We asked him to tell us about the journey so far.

Aside from the birds, what connects these states in your mind?
“Once I made the connection between these states, I found that in many ways they were similar. The landscape of rolling, grassy hills with expansive farms exist throughout all of these. The people, in general, are united in a sense of tradition tied both to the land and personal histories. These farms were once long grass prairies that the Western Meadowlark inhabited. I wanted to look at all these states that consider themselves different from one another and photograph their sameness. That sameness has allowed me to create my own place for the work to reside.”
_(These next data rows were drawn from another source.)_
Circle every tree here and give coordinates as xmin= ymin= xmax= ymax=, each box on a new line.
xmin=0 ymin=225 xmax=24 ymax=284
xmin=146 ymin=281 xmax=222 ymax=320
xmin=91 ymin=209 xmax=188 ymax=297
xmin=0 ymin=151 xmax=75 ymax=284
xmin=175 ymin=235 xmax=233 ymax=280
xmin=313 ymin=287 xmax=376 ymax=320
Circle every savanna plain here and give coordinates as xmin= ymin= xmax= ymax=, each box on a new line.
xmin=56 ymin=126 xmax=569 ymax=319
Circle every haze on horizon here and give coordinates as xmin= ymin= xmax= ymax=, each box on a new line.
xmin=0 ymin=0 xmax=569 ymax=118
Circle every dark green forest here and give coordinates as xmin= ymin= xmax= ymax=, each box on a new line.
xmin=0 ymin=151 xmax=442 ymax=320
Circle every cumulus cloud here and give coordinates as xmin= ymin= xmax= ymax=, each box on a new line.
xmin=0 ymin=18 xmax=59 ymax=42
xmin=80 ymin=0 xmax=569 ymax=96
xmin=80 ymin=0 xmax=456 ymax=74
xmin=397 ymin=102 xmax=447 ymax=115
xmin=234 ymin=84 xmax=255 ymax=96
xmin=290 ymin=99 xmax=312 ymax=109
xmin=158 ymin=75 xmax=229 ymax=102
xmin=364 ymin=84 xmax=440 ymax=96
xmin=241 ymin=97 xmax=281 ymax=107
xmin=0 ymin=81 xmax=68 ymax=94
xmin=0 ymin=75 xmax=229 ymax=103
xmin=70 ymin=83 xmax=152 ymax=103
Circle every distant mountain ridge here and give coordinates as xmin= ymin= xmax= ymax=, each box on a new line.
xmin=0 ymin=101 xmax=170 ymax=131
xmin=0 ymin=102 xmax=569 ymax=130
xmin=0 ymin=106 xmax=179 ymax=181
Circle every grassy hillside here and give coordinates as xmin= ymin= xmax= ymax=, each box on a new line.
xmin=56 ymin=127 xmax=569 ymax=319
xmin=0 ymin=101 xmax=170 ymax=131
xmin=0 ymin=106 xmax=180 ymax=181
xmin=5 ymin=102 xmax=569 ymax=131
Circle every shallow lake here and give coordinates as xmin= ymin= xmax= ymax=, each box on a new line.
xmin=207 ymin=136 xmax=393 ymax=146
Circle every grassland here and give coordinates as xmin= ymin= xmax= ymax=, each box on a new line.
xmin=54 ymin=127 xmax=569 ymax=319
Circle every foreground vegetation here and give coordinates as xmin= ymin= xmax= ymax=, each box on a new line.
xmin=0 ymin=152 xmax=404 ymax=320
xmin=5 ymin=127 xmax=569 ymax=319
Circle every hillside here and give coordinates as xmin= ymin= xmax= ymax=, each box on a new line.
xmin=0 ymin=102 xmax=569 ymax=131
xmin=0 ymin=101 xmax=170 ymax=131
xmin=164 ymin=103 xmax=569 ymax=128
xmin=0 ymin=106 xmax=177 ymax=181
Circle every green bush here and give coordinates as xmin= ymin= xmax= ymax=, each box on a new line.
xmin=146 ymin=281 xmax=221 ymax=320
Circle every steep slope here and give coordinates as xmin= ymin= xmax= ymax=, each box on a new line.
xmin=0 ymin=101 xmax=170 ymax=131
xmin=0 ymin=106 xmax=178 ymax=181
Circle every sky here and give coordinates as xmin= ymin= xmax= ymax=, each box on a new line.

Where do you sleep, eat, work, and hang out when you’re on the road?
“My life falls out of place on the road. I try to break from habits and do things I otherwise wouldn’t while at home in Seattle. I sleep in the back of my car or a shitty motel. It depends on where I am and what the weather is like. More often than not, it really comes down to how much money I have to spend. When I am out on the road I try to separate myself from all work-related things. I am out there to make work for a specific reason, and that’s it. I don’t have enough money to make tons and tons of trips, so it’s important to me to make it worth my while as best I can. However, it’s not at all rare that I only make one picture I like from a whole trip.”

Who are the people in your photographs?
“They are all strangers. I meet people in a lot of different ways, but I prefer the encounters to be spontaneous. I don’t spend a lot of time with people. In a way, I am using these people I photograph. They are becoming a part of this world that I am making. I would call it a story, but I think it’s more fragmented. Stories have a beginning, middle, and end, but I am interested in making something flexible, malleable, adjustable – allowing different individuals to create different ‘stories.'”

How do you meet them and gain their trust? Do you ever stay in touch?
“It happens in different ways. Sometimes I see someone driving by and double back. Sometimes I meet someone walking around a small town. Sometimes I meet someone at a bar the night before and try to convince them into letting me make a picture of them the next day. I give everyone I photograph a little card with my info in case they want a print. I don’t get many inquiries though.”

What’s your most vivid memory from your time working on Meadowlark?
“On my first trip alone to North Dakota, I spent so much time driving in circles and really being nervous to talk to anyone. I made a few portraits that I don’t like. There was this one afternoon I was completely frustrated with myself and the trip. I was driving up a dirt hill, just wandering and thinking. The sun was setting, and I hadn’t made a single picture that day. All of a sudden, it started pouring rain, and there were rainbows everywhere. I stopped the car, got out, and just watched. It was a refreshing moment. Something I didn’t know I needed. It made the whole trip worth it, even without making a photograph. Making work as a photographer includes these private moments, un-photographed. They influence the work in some way; I’m still trying to figure out how.”